Welcome to our September UK labour law quarterly update. This edition contains the following content:

UK labour law news

UK labour case law

UK labour law news

Trade union facility time data for over 1370 public sector employers made public

Many public sector employers had to publish, before 31 July 2018, information relating to facility time for relevant union officials. Regulations require publication of this information on an annual basis (for further details, read our briefing). The government has now made public the information for over 1370 public sector employers and anticipates there will be a benchmarking effect, causing some to review their time off arrangements. For example, for those employers with the highest facility time costs or where activity time is paid (which is not a legal requirement).

John McDonnell promises the “biggest extension” of collective rights

John McDonnell has confirmed Labour’s commitment to “repeal anti-trade union legislation and strengthen trade union rights, to give workers a seat at the Cabinet table by establishing a Ministry of Labour and to roll out sectoral collective bargaining across the economy” in the “biggest extension of individual and collective rights our country has ever seen”. This reflects the Party’s preparation for a general election, should the Conservatives’ split over Brexit and precipitate an early election.

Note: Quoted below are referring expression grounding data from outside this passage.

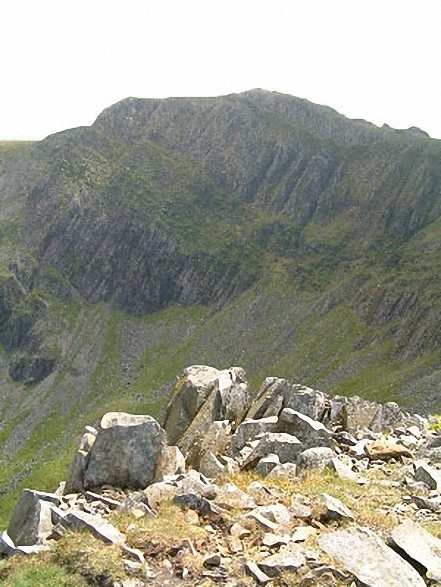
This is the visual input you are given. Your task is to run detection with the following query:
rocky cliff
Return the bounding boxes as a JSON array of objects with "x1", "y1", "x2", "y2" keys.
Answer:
[{"x1": 0, "y1": 91, "x2": 441, "y2": 525}]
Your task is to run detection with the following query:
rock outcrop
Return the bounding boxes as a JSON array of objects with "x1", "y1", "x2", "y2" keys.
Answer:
[{"x1": 2, "y1": 365, "x2": 441, "y2": 586}]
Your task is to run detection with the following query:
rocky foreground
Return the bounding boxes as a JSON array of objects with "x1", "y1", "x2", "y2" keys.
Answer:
[{"x1": 1, "y1": 365, "x2": 441, "y2": 586}]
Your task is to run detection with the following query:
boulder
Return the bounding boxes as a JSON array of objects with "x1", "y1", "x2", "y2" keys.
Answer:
[
  {"x1": 241, "y1": 432, "x2": 303, "y2": 469},
  {"x1": 366, "y1": 437, "x2": 413, "y2": 460},
  {"x1": 82, "y1": 412, "x2": 167, "y2": 491},
  {"x1": 278, "y1": 408, "x2": 335, "y2": 448},
  {"x1": 163, "y1": 365, "x2": 221, "y2": 445},
  {"x1": 414, "y1": 460, "x2": 441, "y2": 491},
  {"x1": 255, "y1": 454, "x2": 280, "y2": 477},
  {"x1": 230, "y1": 416, "x2": 278, "y2": 454},
  {"x1": 296, "y1": 447, "x2": 335, "y2": 471},
  {"x1": 7, "y1": 489, "x2": 60, "y2": 546},
  {"x1": 165, "y1": 366, "x2": 249, "y2": 467},
  {"x1": 319, "y1": 526, "x2": 426, "y2": 587},
  {"x1": 390, "y1": 518, "x2": 441, "y2": 582}
]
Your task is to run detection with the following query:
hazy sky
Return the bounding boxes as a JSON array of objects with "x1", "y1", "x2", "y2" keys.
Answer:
[{"x1": 2, "y1": 0, "x2": 441, "y2": 140}]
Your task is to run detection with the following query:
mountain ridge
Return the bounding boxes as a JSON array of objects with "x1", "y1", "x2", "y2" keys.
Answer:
[{"x1": 0, "y1": 89, "x2": 440, "y2": 523}]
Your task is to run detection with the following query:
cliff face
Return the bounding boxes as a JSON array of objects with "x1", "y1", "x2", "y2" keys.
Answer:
[{"x1": 0, "y1": 90, "x2": 441, "y2": 523}]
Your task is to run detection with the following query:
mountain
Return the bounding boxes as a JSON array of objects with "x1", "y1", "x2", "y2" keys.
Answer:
[{"x1": 0, "y1": 89, "x2": 441, "y2": 522}]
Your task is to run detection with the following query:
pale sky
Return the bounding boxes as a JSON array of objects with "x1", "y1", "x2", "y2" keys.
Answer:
[{"x1": 1, "y1": 0, "x2": 441, "y2": 141}]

Government intervenes in IWGB recognition application for outsourced workers

The trade union, IWGB, is proceeding with its judicial review application of a recent CAC decision. The CAC had rejected IWGB’s application for joint employer recognition (recognition with two employers for one set of outsourced workers) given that the law provides for workers to collectively bargain with their direct employer only. The union is arguing a breach of human rights. Over the summer, BEIS joined the proceedings as an interested party, reflecting the potential repercussions of this decision on public sector outsourcing as well as on British labour law more generally.

UK labour case law

Kostal UK Ltd v Dunkley: appeal to be heard in important changing collective terms case

This controversial EAT decision concerns section 145B TULRCA and affects the ability of employers to change employment terms and conditions in a unionised workplace without collective agreement (for the facts and decision, read our briefing). Permission to appeal has now been granted to Kostal and the appeal hearing is expected to take place before April 2019. The EAT had rejected Kostal’s submission that their interpretation gave unions a veto over changes to terms and conditions. However, employers will be looking to the Court of Appeal for guidance on when an employer may make offers directly to their workforce without fear of contravening 145B. We will update readers on the progress of the appeal.

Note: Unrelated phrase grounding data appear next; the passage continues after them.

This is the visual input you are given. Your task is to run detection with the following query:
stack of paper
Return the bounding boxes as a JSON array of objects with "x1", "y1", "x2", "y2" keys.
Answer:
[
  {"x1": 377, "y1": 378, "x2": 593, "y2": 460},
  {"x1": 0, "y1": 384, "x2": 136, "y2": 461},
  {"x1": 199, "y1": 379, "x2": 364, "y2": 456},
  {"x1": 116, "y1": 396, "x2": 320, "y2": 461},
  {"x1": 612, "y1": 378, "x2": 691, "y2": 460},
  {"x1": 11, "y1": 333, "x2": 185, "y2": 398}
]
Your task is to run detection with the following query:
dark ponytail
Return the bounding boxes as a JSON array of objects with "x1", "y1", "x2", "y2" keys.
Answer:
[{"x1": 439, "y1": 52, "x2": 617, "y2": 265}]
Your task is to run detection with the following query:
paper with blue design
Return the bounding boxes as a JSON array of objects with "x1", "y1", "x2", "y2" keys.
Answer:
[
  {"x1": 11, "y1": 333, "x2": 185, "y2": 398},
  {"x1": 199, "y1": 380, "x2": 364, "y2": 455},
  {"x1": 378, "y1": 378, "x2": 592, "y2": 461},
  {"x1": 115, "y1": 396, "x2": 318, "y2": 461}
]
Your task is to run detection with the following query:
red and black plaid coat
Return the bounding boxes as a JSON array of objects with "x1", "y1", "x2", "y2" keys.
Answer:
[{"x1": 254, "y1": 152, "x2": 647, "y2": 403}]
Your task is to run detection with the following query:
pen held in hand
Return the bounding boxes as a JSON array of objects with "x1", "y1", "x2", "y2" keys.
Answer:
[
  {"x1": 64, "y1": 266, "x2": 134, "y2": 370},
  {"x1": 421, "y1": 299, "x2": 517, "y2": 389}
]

PCS, Prospect and FDA seek judicial review of civil service pay cap consultation

According to the three unions, their application for a judicial review against the Minister for the Cabinet Office is expected to be heard early in October. They are alleging that the “inadequate” consultation process on the 2018 civil service pay guidance was unlawful and are challenging the government’s reported view that the unions had no legitimate expectation of consultation when setting the pay framework figure.

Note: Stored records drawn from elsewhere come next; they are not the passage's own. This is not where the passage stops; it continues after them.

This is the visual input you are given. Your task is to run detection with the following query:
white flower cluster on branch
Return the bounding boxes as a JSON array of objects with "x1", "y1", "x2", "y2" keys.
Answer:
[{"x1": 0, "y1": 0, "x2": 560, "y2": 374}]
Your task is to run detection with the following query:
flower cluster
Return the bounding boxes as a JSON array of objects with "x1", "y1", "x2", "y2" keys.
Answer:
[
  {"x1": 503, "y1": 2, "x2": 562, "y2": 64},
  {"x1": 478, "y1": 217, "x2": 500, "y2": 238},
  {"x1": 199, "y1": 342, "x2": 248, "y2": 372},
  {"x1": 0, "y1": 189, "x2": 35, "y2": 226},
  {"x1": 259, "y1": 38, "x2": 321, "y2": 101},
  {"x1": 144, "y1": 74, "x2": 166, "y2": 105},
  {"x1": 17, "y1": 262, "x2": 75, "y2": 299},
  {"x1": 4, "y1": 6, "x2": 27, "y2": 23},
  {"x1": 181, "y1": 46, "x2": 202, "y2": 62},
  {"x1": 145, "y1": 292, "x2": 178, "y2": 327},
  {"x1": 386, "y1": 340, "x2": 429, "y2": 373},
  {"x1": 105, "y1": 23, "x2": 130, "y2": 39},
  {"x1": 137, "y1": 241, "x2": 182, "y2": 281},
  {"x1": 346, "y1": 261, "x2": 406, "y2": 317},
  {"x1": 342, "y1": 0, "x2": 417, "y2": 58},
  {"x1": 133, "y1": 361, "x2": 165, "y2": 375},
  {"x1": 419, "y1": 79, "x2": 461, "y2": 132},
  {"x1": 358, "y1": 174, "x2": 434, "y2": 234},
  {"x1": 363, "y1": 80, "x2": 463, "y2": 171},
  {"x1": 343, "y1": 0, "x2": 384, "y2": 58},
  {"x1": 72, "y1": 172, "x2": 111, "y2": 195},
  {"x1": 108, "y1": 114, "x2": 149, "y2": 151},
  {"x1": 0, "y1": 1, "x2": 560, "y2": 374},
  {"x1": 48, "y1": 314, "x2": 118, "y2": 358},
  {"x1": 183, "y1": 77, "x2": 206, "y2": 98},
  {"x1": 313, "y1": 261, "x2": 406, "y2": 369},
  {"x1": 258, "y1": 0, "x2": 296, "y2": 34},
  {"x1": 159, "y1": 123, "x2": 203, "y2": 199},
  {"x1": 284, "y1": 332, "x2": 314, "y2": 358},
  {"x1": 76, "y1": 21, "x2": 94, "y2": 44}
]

PCS seeking legal advice on lawfulness of “archaic and outdated” postal balloting

After recently failing to secure sufficient votes to meet the 50% strike ballot threshold, the PCS union has stated that it is seeking legal advice on whether to challenge the Trade Union Act 2016. It is “exploring whether the combination of the 50% turnout ballot threshold and the requirement for postal ballots infringe the right to freedom of association”. It believes that “those members failing to vote, for whatever reason, are essentially counted as voting against taking action”. In the union’s view, had online voting and secure workplace balloting been available, the turnout would have been above 50%. The government’s independent review into electronic balloting last year rejected its immediate introduction and instead recommended that testing should examine its reliability.